Gli estremi di queste combinazioni sono


a) bassa T° e bassa %UR e b) alta T° ed alta %UR



Caso a: non sembra ma accade spesso di avere condizioni ambientali di freddo e secco.


La bassa T° tende a ridurre le capacità elettrostatiche di conduzione dei corpi, specie se essi siano già classificati come non buoni conduttori (es. Resistenza > 10 6 Ohm, come per esempio le suole delle scarpe antistatiche), di drenare le cariche elettrostatiche attorno ad un corpo (campo elettrostatico).

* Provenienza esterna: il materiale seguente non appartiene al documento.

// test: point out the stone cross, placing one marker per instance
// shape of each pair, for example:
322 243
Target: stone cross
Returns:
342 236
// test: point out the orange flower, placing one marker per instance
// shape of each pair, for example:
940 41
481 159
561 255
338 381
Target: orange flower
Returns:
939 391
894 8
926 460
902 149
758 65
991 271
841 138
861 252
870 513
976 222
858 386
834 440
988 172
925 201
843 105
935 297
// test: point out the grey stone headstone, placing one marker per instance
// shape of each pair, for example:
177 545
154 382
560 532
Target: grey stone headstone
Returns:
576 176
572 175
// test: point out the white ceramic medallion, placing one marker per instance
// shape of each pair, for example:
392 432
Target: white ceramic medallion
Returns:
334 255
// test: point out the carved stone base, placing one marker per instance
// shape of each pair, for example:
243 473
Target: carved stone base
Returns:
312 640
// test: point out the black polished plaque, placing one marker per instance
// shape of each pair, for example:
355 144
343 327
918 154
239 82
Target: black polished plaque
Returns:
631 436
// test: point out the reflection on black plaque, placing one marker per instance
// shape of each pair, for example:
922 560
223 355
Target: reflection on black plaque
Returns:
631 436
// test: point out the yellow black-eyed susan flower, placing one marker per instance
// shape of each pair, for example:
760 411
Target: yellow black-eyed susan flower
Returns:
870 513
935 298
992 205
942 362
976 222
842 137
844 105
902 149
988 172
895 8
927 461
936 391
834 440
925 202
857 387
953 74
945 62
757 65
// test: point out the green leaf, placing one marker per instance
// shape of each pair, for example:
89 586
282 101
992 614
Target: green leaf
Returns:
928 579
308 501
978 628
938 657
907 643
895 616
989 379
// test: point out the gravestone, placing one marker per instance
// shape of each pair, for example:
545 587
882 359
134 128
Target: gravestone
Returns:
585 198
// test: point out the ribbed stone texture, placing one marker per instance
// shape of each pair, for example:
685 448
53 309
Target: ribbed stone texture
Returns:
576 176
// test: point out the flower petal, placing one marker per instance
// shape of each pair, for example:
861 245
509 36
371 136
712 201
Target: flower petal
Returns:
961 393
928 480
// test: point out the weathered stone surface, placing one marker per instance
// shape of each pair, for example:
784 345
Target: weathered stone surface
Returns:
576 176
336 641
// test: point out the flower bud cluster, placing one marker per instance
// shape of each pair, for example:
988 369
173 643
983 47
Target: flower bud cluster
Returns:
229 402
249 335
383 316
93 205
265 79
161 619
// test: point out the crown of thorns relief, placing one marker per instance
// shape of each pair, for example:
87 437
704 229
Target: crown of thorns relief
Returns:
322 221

Le cariche accumulate inoltre non trovano sfogo nella bassa %UR presente nell’aria e dove trovino altri corpi isolati o con cattiva a conduzione passiva si comportano come fossero delle vere “bombe a mano senza spoletta”: se si incontrano si equi-potenziano provocando scintille. Può anche darsi che per “induzione” si equi-potenzino anche senza toccarsi ma solo all’avvicinarsi dei campi elettrostatici che li avvolgono.


Il risultato nefasto lo si può immaginare se si aggiungono alle condizioni ambientali anche le caratteristiche del ciclo produttivo in sé come ad es. vapori, polveri, sostanze esplosive in sospensione nell’aria o combinazioni di esse e per di più in ambienti chiusi a basso ricircolo di aria.

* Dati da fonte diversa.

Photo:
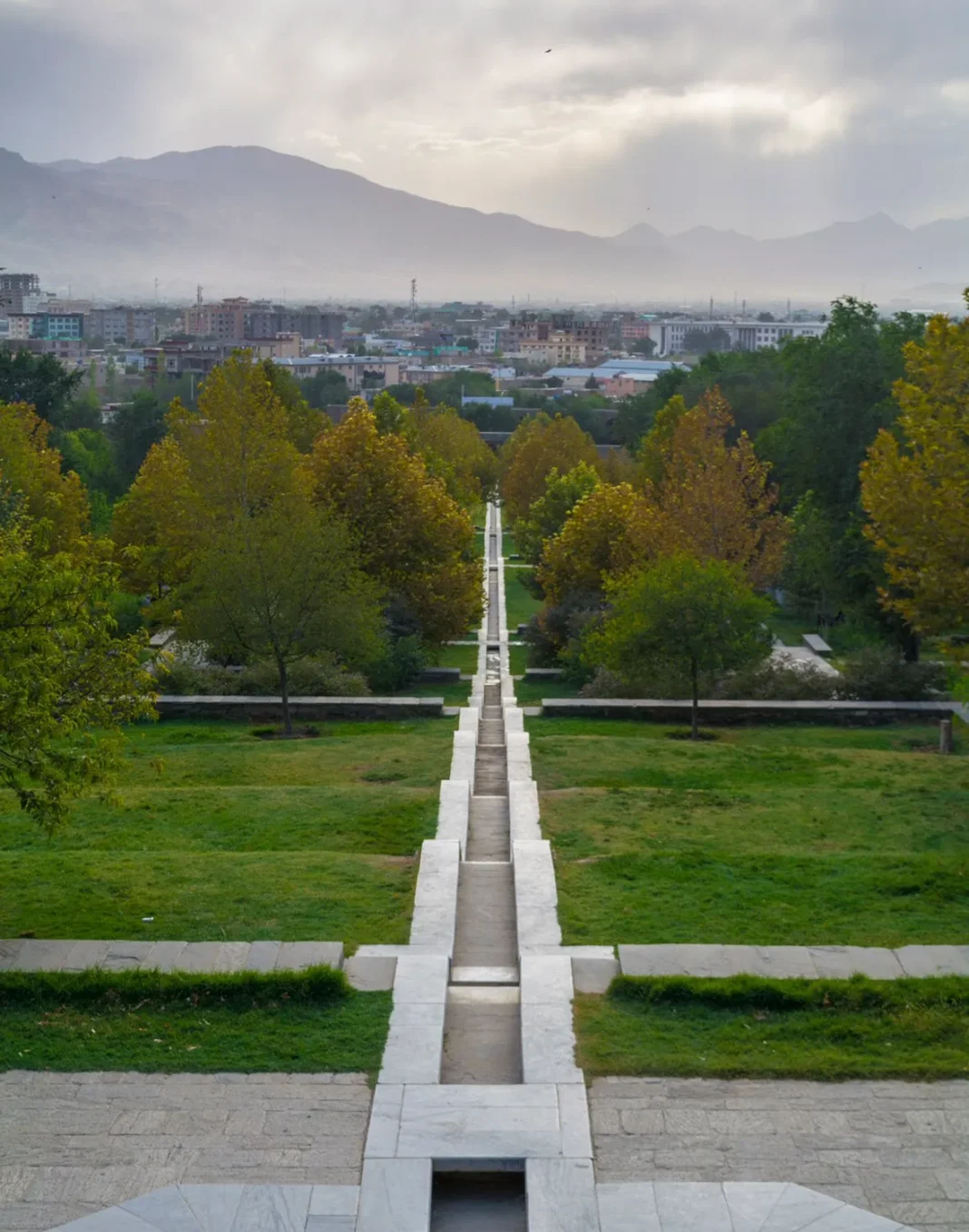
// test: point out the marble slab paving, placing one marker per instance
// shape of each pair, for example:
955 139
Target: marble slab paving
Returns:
731 1207
486 1122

Risulta evidente che una ridotta percentuale di umidità relativa nell’aria complichi le cose e sia un fattore da monitorare con estrema cura.

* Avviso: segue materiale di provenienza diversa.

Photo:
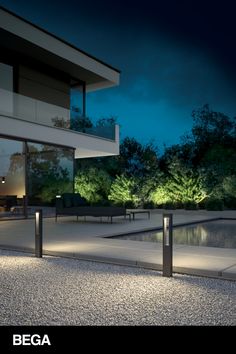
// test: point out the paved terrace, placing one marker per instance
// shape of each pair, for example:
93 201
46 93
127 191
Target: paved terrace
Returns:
88 240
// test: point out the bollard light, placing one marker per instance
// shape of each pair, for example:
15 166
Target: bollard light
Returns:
167 245
39 233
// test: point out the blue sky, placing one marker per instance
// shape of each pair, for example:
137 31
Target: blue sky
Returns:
174 56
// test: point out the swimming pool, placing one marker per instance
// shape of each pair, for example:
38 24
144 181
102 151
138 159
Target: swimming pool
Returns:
217 233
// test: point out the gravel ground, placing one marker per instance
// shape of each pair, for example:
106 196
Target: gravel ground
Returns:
59 291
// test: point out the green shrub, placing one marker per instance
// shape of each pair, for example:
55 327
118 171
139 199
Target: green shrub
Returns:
124 192
214 204
190 205
93 184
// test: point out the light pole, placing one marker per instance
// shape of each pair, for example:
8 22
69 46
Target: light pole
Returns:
167 245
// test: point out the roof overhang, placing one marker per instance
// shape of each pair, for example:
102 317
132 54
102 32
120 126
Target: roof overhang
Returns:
85 145
29 40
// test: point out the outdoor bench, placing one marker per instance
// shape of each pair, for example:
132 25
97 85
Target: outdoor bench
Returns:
74 204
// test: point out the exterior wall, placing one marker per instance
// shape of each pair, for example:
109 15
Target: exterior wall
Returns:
43 87
40 171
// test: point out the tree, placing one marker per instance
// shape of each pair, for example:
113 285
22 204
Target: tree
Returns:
185 185
136 159
93 184
124 191
78 122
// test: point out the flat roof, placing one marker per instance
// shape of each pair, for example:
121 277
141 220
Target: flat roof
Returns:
29 38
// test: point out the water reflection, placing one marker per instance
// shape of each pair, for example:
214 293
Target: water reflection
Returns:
221 233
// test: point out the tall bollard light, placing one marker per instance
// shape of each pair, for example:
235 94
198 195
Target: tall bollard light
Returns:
167 245
39 233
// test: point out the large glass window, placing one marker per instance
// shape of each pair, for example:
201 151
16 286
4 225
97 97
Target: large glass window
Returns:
6 88
50 172
12 172
77 107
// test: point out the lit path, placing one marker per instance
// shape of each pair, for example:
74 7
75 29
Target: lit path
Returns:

Caso b: forse è il più sicuro, ma come spesso accade in natura il meno probabile.


Una elevata temperatura permette la sudorazione, evaporazione etc.. tutti fenomeni che tendono ad aumentare la %UR nell’aria e perciò a renderla meno “statica”. Sarebbe come dire che è presente una connessione elettrica invisibile nell’aria stessa che riduce i danni da equipoteziamento incontrollato di due corpi isolati che venissero contatto tra di loro


Ora se fosse cosi semplice tutti noi potremmo stare con valori di UR al 90%, ma non risulta essere dapprima salutare (provate a risiedere a Venezia …) e nemmeno indicato per molti processi produttivi ove il valore di %UR rimane un fattore determinante e uno per tutti si pensi al processo di fusione di una lega saldante che in presenza di eccessiva umidità da come risultato la “esplosione” o “effetto pop-corn”.


Nota: la caratterizzazione del valore di conducibilità nei test vien effettuata a 25% se non a 12% di UR. Ci sarà un motivo.



Nel mezzo è semplice dedurre che una varietà di casi si possono presentare e a rigor di logica è del tutto inutile oltre che impossibile prenderli in considerazione.


Questo semplice esempio li può rappresentare tutti : se si prende un località di mare (ad. esempio la città di Genova con ampie aree industrializzate) può accadere di aver cambiamenti di umidità relativa, temperatura, intensità e direzione di vento nel corso di poche ore.


Allora il come poter affrontare questo semplice caso di variabilità estrema di condizioni va a risolverli paradossalmente tutti.


Vale a dire che una corretta tenuta sotto controllo e monitorizzazione di T° e di %UR dell’ambiente soggetto a rischio esplosione risolve la più elevata percentuale di casi di reali condizioni di lavoro.


Un’adeguata climatizzazione degli ambienti produttivi, chiaramente a seconda anche delle necessità e del ciclo produttivo e del prodotto stesso lavorato, è una condizione ambientale importante da poter rispettare.


T° e %UR% sono fattori che possono influenzare un ciclo produttivo. Un esempio per tutti: nell’industria cartiera come nella stampa stessa di carta e cartoncini (che è di base materiale igroscopico e cioè soggetto ad assorbire e cedere UR facilmente), dove inoltre sono presenti prodotti chimici ed il tutto in aree circoscritte ….. beh, credo già di aver reso l’idea.



Se si provano ad incrociare dati come prodotti chimici, freddo, secco, imballi in plastica isolata, processi produttivi, velocità dello scorrimento del ciclo produttivo, aree di lavoro circoscritte o di ridotte dimensioni etc… a questo punto risulta semplice farsi una idea del rischio che un non corretto o adeguato controllo delle cariche elettrostatiche che potenzialmente e/o accidentalmente si generino o si accumulino diventino di fatto un incontrollabile innesco nelle aree già indicate a rischio esplosione.